Legislation applicable to smaller entities allows these companies to make general bad debt provisions for up to 1% of the total debtor balance at the year end. (Of course, excluding any debtor balances provided for.)
These policies allow companies to guarantee the recovery of their bad debts. In summary, the financial institution, in exchange for a percentage, guarantees a proportion of the debtor balances.
By using this product, the company may release much needed cashflow to adequately manage the operations.
This is a contract where by the company foregoes its rights in respect to the debtors to the factoring company, allowing immediate access to the cash at a discounted rate.
With this financial arrangement, turnover generated from either the sale of goods or the provision of services, is granted to the factoring company at a lower value to reflect the value of both the financing element of the arrangement and the credit collection services.
In Summary
We have explored the potential tax barriers to bad debt relief, and the costs associated with implementing financial products to recover the business’ doubtful debts. Effective collection of debtors should be one of the prime objectives of any business.

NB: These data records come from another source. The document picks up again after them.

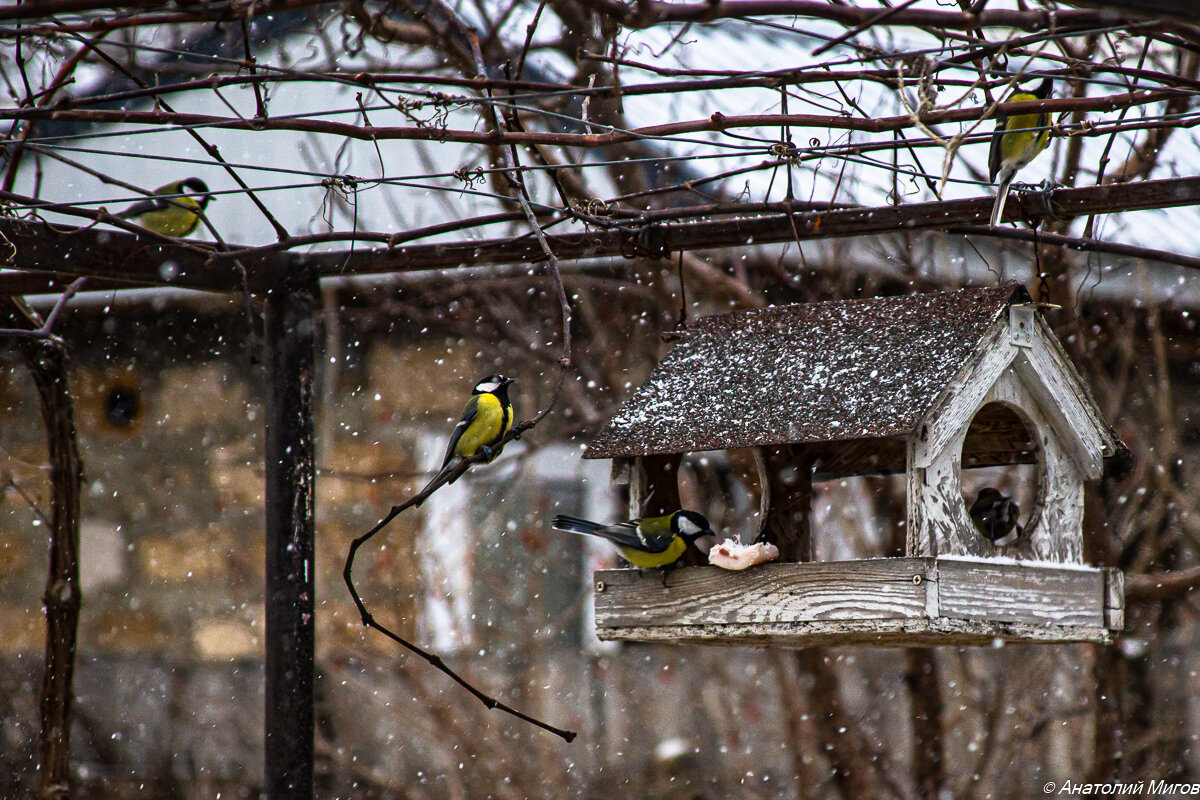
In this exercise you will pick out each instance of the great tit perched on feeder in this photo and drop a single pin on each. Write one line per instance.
(995, 516)
(172, 216)
(647, 542)
(486, 417)
(1017, 142)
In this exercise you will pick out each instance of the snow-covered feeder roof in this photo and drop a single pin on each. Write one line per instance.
(849, 379)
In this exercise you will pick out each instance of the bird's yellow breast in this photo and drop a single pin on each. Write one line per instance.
(1021, 148)
(173, 221)
(491, 422)
(643, 560)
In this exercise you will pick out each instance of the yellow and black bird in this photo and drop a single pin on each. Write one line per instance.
(484, 422)
(647, 542)
(1017, 142)
(175, 211)
(996, 516)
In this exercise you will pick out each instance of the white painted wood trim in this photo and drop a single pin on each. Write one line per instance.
(876, 601)
(1049, 348)
(1020, 324)
(964, 395)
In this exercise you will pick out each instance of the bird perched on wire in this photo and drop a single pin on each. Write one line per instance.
(1017, 142)
(486, 417)
(175, 209)
(647, 542)
(996, 517)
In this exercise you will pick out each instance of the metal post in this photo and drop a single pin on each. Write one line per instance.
(291, 468)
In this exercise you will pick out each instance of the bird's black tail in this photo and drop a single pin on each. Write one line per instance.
(575, 524)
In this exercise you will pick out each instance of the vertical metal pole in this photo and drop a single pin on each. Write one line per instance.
(291, 469)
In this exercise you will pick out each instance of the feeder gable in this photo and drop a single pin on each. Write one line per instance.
(1025, 344)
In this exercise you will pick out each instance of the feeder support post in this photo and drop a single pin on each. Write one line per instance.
(289, 330)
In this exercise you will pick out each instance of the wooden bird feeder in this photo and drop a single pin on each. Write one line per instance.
(923, 385)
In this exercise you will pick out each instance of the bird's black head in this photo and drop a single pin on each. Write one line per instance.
(989, 494)
(496, 385)
(198, 187)
(690, 525)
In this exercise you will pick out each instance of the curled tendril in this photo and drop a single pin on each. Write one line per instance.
(597, 208)
(469, 176)
(785, 151)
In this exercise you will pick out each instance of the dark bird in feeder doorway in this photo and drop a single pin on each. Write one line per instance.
(647, 542)
(174, 211)
(995, 516)
(1017, 142)
(486, 417)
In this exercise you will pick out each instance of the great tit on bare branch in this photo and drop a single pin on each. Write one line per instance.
(647, 542)
(172, 216)
(996, 517)
(486, 417)
(1017, 142)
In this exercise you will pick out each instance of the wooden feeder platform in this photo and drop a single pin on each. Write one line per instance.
(895, 601)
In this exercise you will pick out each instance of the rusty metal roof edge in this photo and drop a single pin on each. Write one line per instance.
(767, 441)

There is no point in increasing sales if the business is failing to collect payments in the appropriate manner.
Furthermore, if the business has high levels of debtors it may well find difficulties when the time comes to settle its obligations. The credit terms offered to clients will depend on both the industry and business’ style. However, to speed up debt collection any business should:
- Start with formalising the credit terms of the company. The more standard the terms are the easier it will be to manage debtors
- Clarify the credit terms with customers when the order is placed, or the services are agreed
- Consider the need to request payments on account in advance either partialy or totally
- Use a direct debit system
- Ensure there is an effective internal control system to keep track of debtor balances.
- Stick to the terms. There should be no embarrassment when requesting payment when due. Formalise a standard system of reminders which is professional yet polite.